A recently released report on crime in Berkeley revealed a 17.9 percent increase in the city’s instances of violent crime in 2016 as compared to 2015.
The report was provided by Berkeley City Manager Dee Williams-Ridley at the request for regular reports of crime from City Council. It was submitted by Berkeley Police Department acting Chief Andrew Greenwood, and its data was collected by the Federal Bureau of Investigation. The report stated that while crime in Berkeley decreased overall by 7 percent, increases were seen in instances of rape, robbery and aggravated assault.

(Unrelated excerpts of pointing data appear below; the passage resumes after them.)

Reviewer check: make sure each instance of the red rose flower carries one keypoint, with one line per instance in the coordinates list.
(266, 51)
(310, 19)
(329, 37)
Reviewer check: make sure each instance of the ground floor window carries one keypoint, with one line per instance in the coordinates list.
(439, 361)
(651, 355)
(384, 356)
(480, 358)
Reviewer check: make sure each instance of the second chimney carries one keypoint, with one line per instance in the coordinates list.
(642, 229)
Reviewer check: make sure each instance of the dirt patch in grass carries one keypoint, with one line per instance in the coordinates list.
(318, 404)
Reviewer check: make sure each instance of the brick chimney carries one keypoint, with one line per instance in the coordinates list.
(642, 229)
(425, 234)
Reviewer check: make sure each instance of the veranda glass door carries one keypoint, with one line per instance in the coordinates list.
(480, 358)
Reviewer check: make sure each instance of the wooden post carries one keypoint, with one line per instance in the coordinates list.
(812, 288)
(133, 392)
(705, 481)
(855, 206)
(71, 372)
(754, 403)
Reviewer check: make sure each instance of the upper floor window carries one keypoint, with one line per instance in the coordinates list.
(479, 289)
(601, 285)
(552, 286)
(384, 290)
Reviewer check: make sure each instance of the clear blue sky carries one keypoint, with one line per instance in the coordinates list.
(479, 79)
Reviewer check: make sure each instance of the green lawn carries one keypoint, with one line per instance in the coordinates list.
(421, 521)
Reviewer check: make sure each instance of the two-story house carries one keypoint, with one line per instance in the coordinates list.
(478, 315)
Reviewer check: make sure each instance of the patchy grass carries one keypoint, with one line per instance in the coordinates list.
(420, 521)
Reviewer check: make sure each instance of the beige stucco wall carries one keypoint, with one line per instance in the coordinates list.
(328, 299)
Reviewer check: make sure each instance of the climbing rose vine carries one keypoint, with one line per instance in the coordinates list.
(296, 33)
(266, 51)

Property crimes, including burglary, larceny and auto thefts, experienced decreases compared to 2015. Burglary decreased by 26.3 percent, with a 21.7 percent decrease in residential burglaries and a 37 percent decrease in commercial burglaries. This reduction in commercial burglaries is partially attributed to the arrest of a prolific career burglar, the report said. Instances of larceny decreased by 4.6 percent, and auto thefts decreased by 9.3 percent.
Robberies went up from 331 instances in 2015 to 362 in 2016. The report attributed this increase of 9.4 percent in part to a rise in pedestrian robberies on the northern side of campus and in commercial robberies.
Reports of rape surged from 41 in 2015 to 53 in 2016, increasing by 29.27 percent. The report stated that 79 percent of the reported rapes involved an acquaintance of some kind, with only nine of the reports involving sexual assaults by strangers. Of these nine, five were part of a series of sexual assaults that took place south of campus and resulted in an arrest. Another three of the nine resulted in arrests or identification of the suspects.
Cases of aggravated assault increased significantly, with 182 reports in 2016 compared to 135 reports in 2015 — a 34.8 percent rise. This increase includes shootings and aggravated assaults involving alcohol and drug abuse. The reports also stated that these altercations were frequently between acquaintances.
The total number of arrests in cases of robberies, sexual assault and aggravated assaults was not specified in the report. Closure rates were also not specified in cases of burglary, larceny, auto theft or arson.
“I’m interested to know specifically how many of these violent crimes were solved,” said Boomer Vicente, a member of the Police Review Commission and a campus student.
BPD spokesperson Sgt. Andrew Frankel said in an email he couldn’t comment on the report until after it has been presented to City Council.
But Andrea Pritchett, a PRC commissioner and a founding member of the community organization Copwatch, called the 17.9 percent increase “significant.”
“I think it’s certainly worthwhile to analyze the incidents involved and the causes,” Pritchett said. “I think that what’s really important is how we respond. And I think that response has to focus on evidence-based policing rather than on increased police presence alone.”